Les films de Nabil Ayouch ne sont pas de ceux qui font consensus. Ils interrogent et font souvent débat. Après Les chevaux de Dieu (2012) tiré d’un roman de Mahi Binebine sur le terrorisme islamiste et Much Loved (2015) sur la prostitution, le réalisateur poursuit avec Razzia sur la désillusion, une œuvre forte, entre chronique et mémorial, comme un Chant général de la société marocaine. Sorti au Maroc en février 2018 et en France en mars, co-écrit par le réalisateur et son épouse, Maryam Touzani, Razzia dresse sans complaisance le portrait mental de la société marocaine d’aujourd’hui.
L’histoire commence en 1982 avec l’arabisation de l’enseignement et les tentatives d’étouffement de la langue berbère par la dictature d’Hassan II et se termine en 2015 sous Mohamed VI avec l’islamisation du pouvoir et une révolte populaire à Casablanca.
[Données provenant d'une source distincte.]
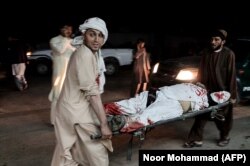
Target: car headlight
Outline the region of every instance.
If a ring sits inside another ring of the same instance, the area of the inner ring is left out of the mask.
[[[157,71],[158,71],[158,68],[159,68],[159,65],[160,65],[160,63],[158,62],[158,63],[156,63],[155,65],[154,65],[154,68],[153,68],[153,73],[155,74],[155,73],[157,73]]]
[[[31,56],[31,54],[32,54],[32,52],[31,52],[31,51],[27,51],[27,52],[26,52],[26,56],[27,56],[27,57],[30,57],[30,56]]]
[[[198,74],[197,68],[186,68],[179,71],[176,79],[182,81],[191,81],[195,80]]]

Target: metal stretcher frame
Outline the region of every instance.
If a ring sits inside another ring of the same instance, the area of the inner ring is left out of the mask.
[[[158,121],[158,122],[156,122],[154,124],[147,125],[145,127],[139,128],[139,129],[137,129],[137,130],[135,130],[133,132],[130,132],[130,133],[113,132],[113,135],[131,134],[131,138],[130,138],[130,140],[128,142],[128,149],[127,149],[127,160],[131,160],[132,148],[133,148],[132,147],[133,146],[133,138],[134,137],[139,137],[139,140],[140,140],[140,145],[139,146],[141,147],[142,142],[145,140],[145,136],[146,136],[147,132],[150,129],[155,128],[155,127],[157,127],[159,125],[162,125],[162,124],[169,123],[169,122],[174,122],[174,121],[186,120],[188,118],[193,118],[193,117],[195,117],[197,115],[204,114],[204,113],[207,113],[207,112],[211,112],[211,118],[219,118],[220,120],[223,121],[224,117],[222,115],[218,115],[217,110],[224,107],[224,106],[227,106],[228,104],[230,104],[229,101],[221,103],[221,104],[217,104],[217,105],[214,105],[214,106],[207,107],[207,108],[205,108],[203,110],[200,110],[200,111],[187,112],[187,113],[184,113],[181,116],[176,117],[176,118],[161,120],[161,121]]]

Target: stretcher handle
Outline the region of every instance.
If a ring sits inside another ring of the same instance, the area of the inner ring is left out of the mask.
[[[218,119],[219,121],[225,121],[225,116],[220,115],[220,114],[218,114],[218,113],[216,113],[214,117],[215,117],[216,119]]]
[[[102,138],[102,135],[100,134],[95,134],[95,135],[90,135],[90,139],[101,139]]]

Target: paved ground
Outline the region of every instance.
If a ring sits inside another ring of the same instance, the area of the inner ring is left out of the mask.
[[[131,71],[107,78],[103,101],[109,102],[129,97]],[[18,92],[11,81],[0,76],[0,166],[48,166],[52,158],[55,136],[49,125],[50,77],[29,76],[30,87]],[[227,147],[216,146],[218,131],[214,123],[205,128],[204,145],[199,149],[250,150],[250,107],[245,102],[234,110],[231,142]],[[193,119],[170,122],[151,130],[141,149],[182,149]],[[134,138],[132,160],[126,160],[130,135],[113,137],[114,153],[110,165],[138,165],[139,139]],[[198,148],[196,148],[198,149]]]

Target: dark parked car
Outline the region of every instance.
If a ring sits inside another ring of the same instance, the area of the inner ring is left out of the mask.
[[[250,99],[250,39],[238,39],[229,47],[236,55],[238,97]],[[200,56],[188,56],[156,63],[151,74],[151,86],[196,82],[200,59]]]

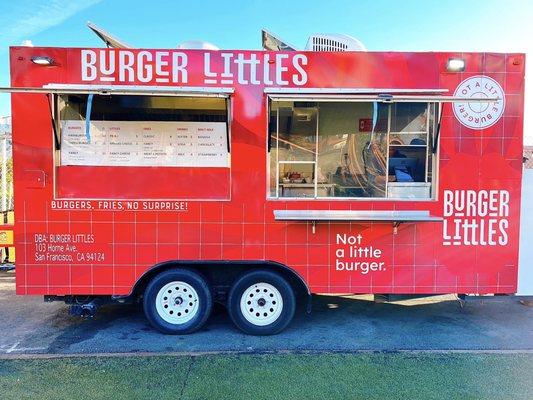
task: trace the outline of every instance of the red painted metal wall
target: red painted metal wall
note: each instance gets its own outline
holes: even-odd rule
[[[114,50],[102,51],[109,55]],[[12,86],[104,84],[99,73],[95,80],[82,80],[81,52],[13,47]],[[139,52],[131,51],[135,60]],[[155,50],[147,53],[150,55],[145,53],[144,60],[158,57]],[[220,52],[182,53],[187,56],[186,83],[172,83],[170,78],[168,83],[156,83],[154,67],[149,82],[133,75],[131,81],[121,81],[115,71],[110,74],[113,84],[209,86],[205,81],[205,54],[209,54],[207,72],[217,79],[211,86],[221,85],[224,59]],[[127,294],[144,271],[172,259],[273,260],[296,270],[314,292],[516,291],[525,68],[522,54],[225,53],[232,53],[234,59],[242,54],[257,60],[252,64],[257,66],[255,80],[244,76],[239,82],[238,64],[232,63],[233,84],[222,85],[235,88],[230,169],[190,172],[179,168],[55,167],[46,96],[13,94],[18,294]],[[279,54],[286,57],[278,59]],[[43,67],[30,61],[32,56],[41,55],[52,57],[55,66]],[[301,59],[295,61],[295,55],[305,56],[305,65]],[[170,56],[160,57],[172,64]],[[466,70],[447,72],[445,65],[450,57],[464,58]],[[295,63],[305,71],[303,84]],[[276,76],[278,64],[282,67],[280,76]],[[461,82],[479,75],[501,86],[505,109],[492,126],[474,130],[458,120],[451,105],[444,106],[437,201],[266,198],[266,86],[280,86],[286,81],[286,87],[444,88],[453,94]],[[281,79],[276,83],[277,78]],[[203,185],[175,190],[182,187],[180,179],[190,179],[191,174]],[[192,197],[207,196],[209,201],[190,200],[188,190],[194,191]],[[497,196],[508,192],[501,213],[469,216],[467,210],[454,209],[450,215],[443,214],[445,191],[474,191],[479,200],[483,190],[494,190]],[[275,221],[273,211],[280,209],[428,210],[445,215],[447,231],[442,223],[402,224],[394,234],[390,223],[323,222],[313,233],[307,222]],[[465,219],[467,224],[477,224],[480,236],[473,241],[472,230],[463,229]],[[461,227],[458,231],[457,226]],[[486,236],[489,230],[499,228],[505,231],[501,242],[479,240],[482,232]],[[348,246],[338,243],[337,235],[344,233],[360,234],[359,246],[379,249],[378,259],[360,261],[377,260],[383,268],[367,272],[339,270],[337,252],[349,251]],[[63,248],[49,251],[49,246]]]

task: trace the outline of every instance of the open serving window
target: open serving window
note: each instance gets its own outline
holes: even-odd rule
[[[230,197],[227,93],[57,93],[56,196]]]
[[[434,199],[442,97],[271,94],[269,197]]]

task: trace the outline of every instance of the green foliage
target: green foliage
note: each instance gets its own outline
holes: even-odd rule
[[[3,159],[0,156],[0,166],[2,165],[2,162],[3,162]],[[0,182],[2,182],[2,174],[3,174],[3,171],[2,171],[2,168],[0,167]],[[0,184],[0,199],[2,199],[4,195],[6,195],[7,196],[7,209],[12,210],[13,209],[13,158],[11,157],[9,157],[6,161],[6,179],[7,179],[7,185],[6,185],[7,193],[6,194],[2,193],[2,186]]]

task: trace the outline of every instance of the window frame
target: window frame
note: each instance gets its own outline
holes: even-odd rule
[[[161,198],[155,200],[179,200],[179,201],[231,201],[232,194],[232,154],[231,154],[231,141],[232,132],[231,127],[233,125],[233,88],[213,88],[213,87],[166,87],[166,86],[127,86],[127,85],[115,85],[115,86],[92,86],[92,85],[71,85],[71,84],[49,84],[45,85],[42,89],[32,89],[30,92],[46,93],[50,95],[51,101],[51,118],[52,124],[55,129],[52,129],[52,140],[55,143],[52,146],[52,193],[54,200],[124,200],[118,197],[115,198],[100,198],[100,197],[64,197],[58,195],[58,168],[63,167],[61,165],[61,121],[59,112],[59,97],[61,95],[68,94],[95,94],[102,96],[169,96],[169,97],[222,97],[226,100],[226,113],[227,113],[227,146],[228,146],[228,166],[219,167],[228,169],[229,173],[229,194],[227,198]],[[57,132],[57,139],[55,132]],[[68,166],[65,166],[68,167]],[[75,168],[93,168],[93,166],[74,166]],[[114,168],[128,168],[127,166],[114,166]],[[146,167],[134,167],[134,168],[146,168]],[[151,168],[151,167],[147,167]],[[158,167],[158,168],[173,168],[173,167]],[[139,198],[138,200],[153,200],[150,198]]]
[[[327,93],[327,94],[308,94],[309,91],[303,91],[300,93],[291,93],[291,92],[285,92],[285,91],[277,91],[273,90],[276,88],[271,88],[271,90],[265,90],[267,93],[266,95],[266,112],[267,112],[267,118],[266,118],[266,200],[267,201],[393,201],[393,202],[436,202],[438,201],[438,188],[439,188],[439,179],[438,179],[438,173],[439,173],[439,161],[440,161],[440,151],[439,151],[439,144],[440,144],[440,135],[437,136],[437,129],[438,129],[438,122],[440,120],[441,114],[442,114],[442,104],[444,102],[450,102],[454,100],[459,100],[458,98],[453,98],[451,96],[421,96],[421,95],[401,95],[401,96],[387,96],[383,97],[382,95],[358,95],[358,94],[345,94],[349,93],[346,91],[340,91],[335,94]],[[313,89],[311,89],[313,90]],[[314,89],[316,90],[316,89]],[[429,91],[429,90],[428,90]],[[432,93],[438,92],[439,90],[433,90],[431,89]],[[442,90],[440,90],[442,92]],[[422,90],[423,92],[423,90]],[[272,94],[271,94],[272,93]],[[418,92],[416,92],[418,93]],[[464,99],[460,99],[464,100]],[[313,102],[317,103],[318,113],[317,113],[317,122],[316,122],[316,144],[315,144],[315,150],[316,150],[316,157],[314,162],[309,161],[302,161],[300,163],[314,163],[314,193],[311,197],[282,197],[280,196],[279,191],[279,152],[276,151],[276,190],[275,190],[275,196],[272,196],[272,188],[270,186],[271,181],[271,151],[272,151],[272,140],[270,138],[270,116],[272,107],[271,104],[273,101],[286,101],[286,102]],[[318,159],[319,159],[319,152],[318,152],[318,140],[319,140],[319,121],[320,121],[320,103],[321,102],[360,102],[360,103],[373,103],[375,101],[378,101],[380,103],[389,104],[388,109],[388,118],[387,118],[387,151],[386,151],[386,163],[387,163],[387,169],[389,168],[389,145],[390,145],[390,128],[391,128],[391,112],[392,112],[392,104],[393,103],[426,103],[427,104],[427,110],[434,109],[434,117],[433,117],[433,123],[432,123],[432,133],[430,133],[430,125],[429,122],[431,120],[430,118],[430,112],[427,113],[427,120],[426,125],[427,129],[426,132],[426,154],[425,154],[425,183],[431,183],[431,191],[430,191],[430,197],[427,198],[407,198],[407,197],[387,197],[388,194],[388,170],[386,175],[386,184],[385,184],[385,197],[335,197],[335,196],[318,196],[318,179],[316,179],[318,175]],[[394,133],[394,132],[393,132]],[[277,135],[279,135],[279,108],[276,111],[276,146],[278,143]],[[432,141],[429,142],[429,138],[431,137]],[[435,142],[436,141],[436,142]],[[431,153],[431,172],[432,172],[432,179],[431,182],[427,182],[428,178],[428,170],[429,170],[429,156]],[[294,163],[298,163],[298,161],[294,161]],[[417,182],[414,182],[417,183]],[[421,182],[419,182],[421,183]]]

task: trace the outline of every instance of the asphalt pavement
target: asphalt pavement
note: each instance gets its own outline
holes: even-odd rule
[[[16,296],[14,272],[0,272],[0,357],[20,354],[265,351],[533,351],[533,307],[514,298],[467,302],[452,297],[374,303],[368,297],[314,296],[276,336],[237,330],[223,307],[187,336],[166,336],[140,306],[102,307],[94,318],[68,315],[65,304]]]

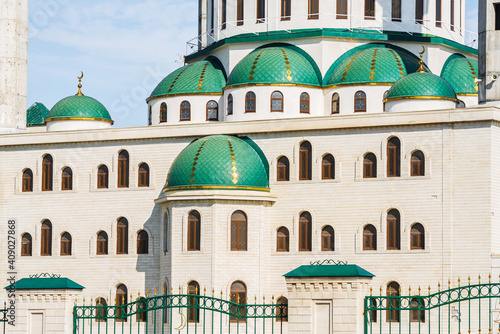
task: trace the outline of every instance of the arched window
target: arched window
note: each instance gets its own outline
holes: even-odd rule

Mais 2015 est aussi l’année de l’interdiction de Much Loved dans les salles marocaines et des agressions subies par la comédienne Loubna Abidar pour y avoir tenu le rôle d’une prostituée. À cet égard, Razzia nourrit déjà toute une réflexion sur le climat de violence et de censure qui peut entourer la production artistique.
La démonstration est concrète. Vies sur table. Elle s’ouvre sur le désenchantement d’Abdallah (Amine Ennaji), le jeune instituteur qui refuse d’enseigner en arabe à des enfants berbères. Puis, sans transition, après une ellipse de plus de trente ans, d’autres histoires s’enchaînent, s’emmêlent, suspendues au vide temporel et à la tonalité de l’échec transmise par Abdallah. L’art du montage de Nabil Ayouch fait le reste. Au spectateur de trouver un sens commun à toutes ces vies qui s’interpellent sans toujours se répondre. Celle de Salima d’abord (Maryam Touzani) qui lutte pour s’émanciper et rester elle-même dans son couple autant que dans la rue. Il y a ensuite Yto (Saâdia Ladib en 1982 et Nezha Tebbaai en 2015), sa mère, jeune veuve délaissée trente ans plus tôt par Abdallah qui pourrait bien être le père de Salima. On rencontre encore Inès (Dounia Binebine), une adolescente de la jeunesse dorée en mal d’amour maternel et en pleine crise identitaire, Hakim (Abdelilah Rachid), un ouvrier ébéniste homosexuel méprisé par son père et qui rêve de devenir chanteur, Monsieur Joe enfin (Arieh Worthalter), un restaurateur juif connu du tout Casa mais rattrapé par sa religion.
Un personnage les résume tous, Ilyas qu’on voit d’abord enfant (Mohamed Zarrouk) avec Yto, sa mère, et avec Abdallah, son maître d’école, puis adulte (Abdellah Didane) comme serveur dans le restaurant de Monsieur Joe. Ilyas voue une passion sans bornes pour Casablanca, le film culte de Michael Curtiz, une passion brisée quand il apprend que le film a été tourné dans les studios américains. Le sujet de Razzia est là. Dans la désillusion d’Ilyas. Superbe palimpseste où se dévoile l’image du Maroc du XXIème siècle depuis que le fondamentalisme religieux a fait main basse sur le quotidien et opéré une razzia, une O.P.A., un hold-up sur la vie ordinaire. Tout le Maroc actuel est dans cet écart entre les démons de l’obscurantisme dont une partie de la société est porteuse et les merveilles illusoires de la modernité dont la ville de Casablanca reste l’emblème.
Par la pluralité de ses thèmes, le film est donc une fresque réaliste. Il aborde des sujets majeurs, la question des langues parlées, la situation de la femme, l’homosexualité, la promiscuité de la misère et de l’extrême richesse, l’exode rural, les problèmes de la jeunesse, la révolte toujours latente des masses laborieuses, le chômage des intellectuels, le chômage camouflé de ces femmes qui vendent leur corps ou le chômage tout court dont Marx dit qu’il est l’armée de réserve du capitalisme. Tout est simplement montré, cadré, les dialogues sont saisissants de vérité. Mais par la pluralité de ses silences ou de sa retenue, le film est aussi un magnifique poème épique, comme Le Chant général de Pablo Neruda justement, qui suggère autant qu’il dit.
Une chose est sure : Razzia n’est pas un film défaitiste. Il enjoint de ne pas étouffer son désir d’être soi-même, de ne pas se priver de soi pour ressembler aux autres, et de lutter, de résister au regard de la rue. Qu’importe alors si la lecture linéaire achoppe parfois. Restent la lecture sensible, une mathématique où l’on se contenterait d’additionner ces vies pour les fondre dans le creuset d’une société vivante et libre qui refuse tout dogmatisme.